川内キャンパスを発掘すると、まれに江戸時代より前の遺物が出土します。それらの遺物には、縄文時代や弥生時代の土器や石器、古代の須恵器や瓦などがあります。そのほとんどは、小破片ばかりで形がわかるようなものはありません。今回展示した遺物の中には、縄文土器と考えられる資料もありますが、その表面はぼろぼろに摩耗しています。 おそらく、現代の宅地造成の様に、江戸時代以降の造成により大きく地形が改変されたため、それ以前の時代の痕跡が残らなかったものと推定されます。

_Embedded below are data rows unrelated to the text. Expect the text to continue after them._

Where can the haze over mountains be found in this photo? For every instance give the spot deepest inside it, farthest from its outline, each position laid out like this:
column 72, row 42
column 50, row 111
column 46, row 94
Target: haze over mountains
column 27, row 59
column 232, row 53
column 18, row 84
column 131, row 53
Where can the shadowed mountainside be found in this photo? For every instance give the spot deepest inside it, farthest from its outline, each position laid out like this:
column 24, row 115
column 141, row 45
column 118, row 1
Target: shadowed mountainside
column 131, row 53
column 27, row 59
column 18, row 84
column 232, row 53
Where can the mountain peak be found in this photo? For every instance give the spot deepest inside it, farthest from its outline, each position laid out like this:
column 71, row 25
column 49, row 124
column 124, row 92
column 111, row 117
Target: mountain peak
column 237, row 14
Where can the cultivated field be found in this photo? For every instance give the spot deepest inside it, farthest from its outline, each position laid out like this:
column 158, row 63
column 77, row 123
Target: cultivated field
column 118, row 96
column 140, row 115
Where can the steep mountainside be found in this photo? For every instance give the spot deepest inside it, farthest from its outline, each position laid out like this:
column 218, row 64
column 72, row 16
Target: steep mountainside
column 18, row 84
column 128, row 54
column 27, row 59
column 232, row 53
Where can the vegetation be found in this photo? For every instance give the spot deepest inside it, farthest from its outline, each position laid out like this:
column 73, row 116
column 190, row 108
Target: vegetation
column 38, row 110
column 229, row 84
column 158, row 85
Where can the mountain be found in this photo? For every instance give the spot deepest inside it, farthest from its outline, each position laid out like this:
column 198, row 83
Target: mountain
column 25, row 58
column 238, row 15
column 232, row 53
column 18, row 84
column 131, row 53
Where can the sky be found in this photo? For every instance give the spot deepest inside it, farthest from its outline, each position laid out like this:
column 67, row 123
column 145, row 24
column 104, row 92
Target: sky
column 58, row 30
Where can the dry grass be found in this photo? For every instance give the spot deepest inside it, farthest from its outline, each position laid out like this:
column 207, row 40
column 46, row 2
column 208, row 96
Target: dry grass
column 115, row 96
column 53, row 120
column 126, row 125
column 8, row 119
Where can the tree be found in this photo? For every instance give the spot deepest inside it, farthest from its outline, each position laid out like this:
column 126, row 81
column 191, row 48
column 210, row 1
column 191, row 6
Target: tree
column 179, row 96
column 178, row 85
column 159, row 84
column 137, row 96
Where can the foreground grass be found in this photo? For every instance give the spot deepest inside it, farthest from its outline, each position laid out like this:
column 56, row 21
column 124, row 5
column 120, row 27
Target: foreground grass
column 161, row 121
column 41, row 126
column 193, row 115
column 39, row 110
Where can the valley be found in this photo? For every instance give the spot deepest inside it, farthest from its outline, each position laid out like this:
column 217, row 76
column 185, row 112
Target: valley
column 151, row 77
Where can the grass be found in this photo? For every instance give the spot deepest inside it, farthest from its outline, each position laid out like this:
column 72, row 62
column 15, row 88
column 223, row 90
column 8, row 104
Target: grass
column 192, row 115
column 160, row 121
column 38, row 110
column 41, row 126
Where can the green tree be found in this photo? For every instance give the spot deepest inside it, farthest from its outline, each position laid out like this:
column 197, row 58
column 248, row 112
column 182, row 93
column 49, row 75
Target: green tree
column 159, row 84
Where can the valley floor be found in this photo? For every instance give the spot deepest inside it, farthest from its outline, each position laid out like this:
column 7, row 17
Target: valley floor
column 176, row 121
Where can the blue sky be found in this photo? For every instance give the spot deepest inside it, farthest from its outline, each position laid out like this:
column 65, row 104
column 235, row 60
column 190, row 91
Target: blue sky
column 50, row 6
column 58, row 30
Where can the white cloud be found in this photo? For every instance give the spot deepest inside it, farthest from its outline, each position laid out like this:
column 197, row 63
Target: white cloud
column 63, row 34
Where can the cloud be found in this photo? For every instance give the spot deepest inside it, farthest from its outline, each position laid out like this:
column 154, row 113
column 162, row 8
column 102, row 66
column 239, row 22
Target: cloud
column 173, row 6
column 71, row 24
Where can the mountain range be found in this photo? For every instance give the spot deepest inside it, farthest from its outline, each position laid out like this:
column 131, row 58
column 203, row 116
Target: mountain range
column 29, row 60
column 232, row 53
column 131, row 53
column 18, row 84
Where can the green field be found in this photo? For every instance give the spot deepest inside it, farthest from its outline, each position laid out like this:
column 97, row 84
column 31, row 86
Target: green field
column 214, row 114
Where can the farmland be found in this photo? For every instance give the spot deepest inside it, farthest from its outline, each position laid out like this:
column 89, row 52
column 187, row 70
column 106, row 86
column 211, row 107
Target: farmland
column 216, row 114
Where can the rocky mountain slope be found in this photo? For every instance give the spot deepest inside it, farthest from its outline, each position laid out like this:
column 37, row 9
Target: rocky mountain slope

また、中世には寺院等があり、霊場として機能していたようですが、その当時の遺構・遺物等は現在まで確認されていません。植物園内に残る板碑が、その痕跡を留めているのみです。
(左側)
紀年名 弘安十(1287)年2月
「陸奥州主」の供養のために建てられた。 「陸奥州主」は留守氏との説もある。
(右側)
紀年銘 正安四(1302)年5月14日
「四十四人講衆面々各々所志聖霊往生極楽証大菩薩」
(民衆によるものとはいい難いが念仏講のようなもの)
解説は『仙台市史』特別編5板碑(仙台市史編纂委員会編,1998)による。